We can calculate the number of sites where Galumna is present out of the total number of sites to get an idea of what \(p\) might be in our case:

# Calculate probabilities of presence of Galumna (p)
sum(mites$pa) / nrow(mites)
## [1] 0.3571429

\(p\) for the variable mites $pa is more or less 0.36, such that roughly twice as many sites have the outcome “Galumna absent” (0) than the outcome “Galumna present” (1).

When there are multiple trials/coin tosses, the Bernoulli distribution expands into the binomial distribution, which has the additional parameter \(n\), corresponding to the number of trials. The binomial distribution predicts the probability of observing a given proportion of successes, \(p\), out of a known total number of trials, \(n\). “Successes” can be anything from taxon occurrence, number of surviving individuals out of a sample, etc. Imagine that instead of only working in the Laurentians, we took 50 mite samples at each of 30 regions across Canada. In each sample from each region, we determine if Galumna is present or absent. We could model this data using a binomial distribution with \(n\) = 50 samples (i.e. “trials” or coin flips where Galumna can be either present or absent) and \(p\) = the average proportion of samples in which Galumna is present. We would have 30 data points, corresponding to the 30 regions. Here are some examples of binomial distributions with \(n\) = 50 and 3 different values of \(p\):

Note that the binomial distribution is right-skewed at low \(p\) values but left-skewed at high \(p\) values. This is the main difference with the Poisson distribution: the binomial distribution has an upper limit to its range, corresponding to the number of trials, \(n\). Consequently, the binomial distribution is often used to model data where the number of successes are integers and where the number of trials is known.

For example, we could use the binomial distribution to model our proportion data, where each individual mite in a sample could be considered a trial, and if the mite is a Galumna individual then the trial is a success. In this case, the number of trials \(n\) varies among our 70 samples based on the total number of individuals in the sample, while \(p\), the probability of success, is given by the proportion of Galumna in each sample.

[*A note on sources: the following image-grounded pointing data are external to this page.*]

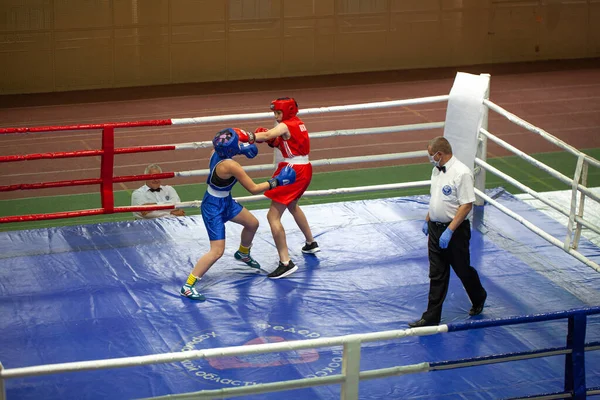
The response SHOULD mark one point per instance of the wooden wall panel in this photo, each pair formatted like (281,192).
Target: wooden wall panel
(141,55)
(199,53)
(594,27)
(26,60)
(84,59)
(54,45)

Why are we discussing all of these distributions? Because they can be used to replace the normal distribution when calculating predicted values in a linear model.

For example, we could use the Poisson distribution and model our abundance data with the following equation:

\[Y_i \sim Poisson(\lambda = \beta_0 + \beta_1X_i)\]

Note that \(\lambda\) varies as a function of \(X\) (water content), meaning that the residual variance will also vary with \(X\). This means that we just relaxed the homogeneity of variance assumption! Also, predicted values will now be integers instead of fractions because they will all be drawn from Poisson distributions with different \(\lambda\) values. The model will never predict negative values because Poisson distributions have strictly positive ranges. By simply switching the distribution of error terms (\(\varepsilon\)) from normal to Poisson, we solved most of the problems of our abundance linear model. This new model is almost a Poisson generalized linear model, which basically looks like this:

Probabilities of observations/predicted values (in orange, as for the lm() model above) are now integers, and that both the variance and the mean of the distribution decline as \(\lambda\) decreases with increasing water content.

Why is the fitted line of predicted values curved? Why is this called a “generalized” linear model?